И ополошный взгляд ее матери: «Что делать будем теперь, ребятки?» – и знакомая матери в ЗАГСе, и сплошное опьянение на протяжении недели, и образ в белом платье, и та же «Ласточка»… Все более и более нетрезвые крики «Горько!», дядь Сеня, наяривающий на баяне. Пьяный тесть лезет целоваться. Раздухарившаяся мать глупо пляшет русскую. Чья-то морда перед глазами, и что-то говорит, и ты не понимаешь, что говорит эта морда, но вдруг с громадным наслаждением погружаешь в нее свой кулак, и ноют порезанные о зубы костяшки пальцев… и в тебе нарастает жуть и восторг! И тебя оттаскивают, и хватают за руки, а ты все равно не понимаешь, кто это и что тут делают эти люди; и кто ты, и что делаешь ты; и где эта морда; и кто тот парень, на котором виснет эта толпа. И в одном общем гвалте непонятно, кто что говорит, и вдруг пелена спадает с глаз. И ты видишь, что виснут на тебе…
И становится гадостно и пусто, но кто-то уже подносит к твоим губам полный стакан, и ты опрокидываешь его одним махом… и все вокруг тебя кружится, и линолеумный пол при каждом твоем шаге опять и опять подкатывается справа…
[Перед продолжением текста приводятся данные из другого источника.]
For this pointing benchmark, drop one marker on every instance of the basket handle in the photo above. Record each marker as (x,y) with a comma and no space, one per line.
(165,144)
Не-ет! Он себе такой жизни не желал.
И рвался из нее, из этой жизни, выворачивался. Как мать рассказывала, он во младенчестве все время выпрастывал кулачки из-под пеленок, в которые был завернут. «Спишь, – говорит, – смотрю, вроде и заворачивала тебя хорошо! – а вот они, ручки, выглядывают возле шейки! Ой, думаю, с характером парень у меня будет!»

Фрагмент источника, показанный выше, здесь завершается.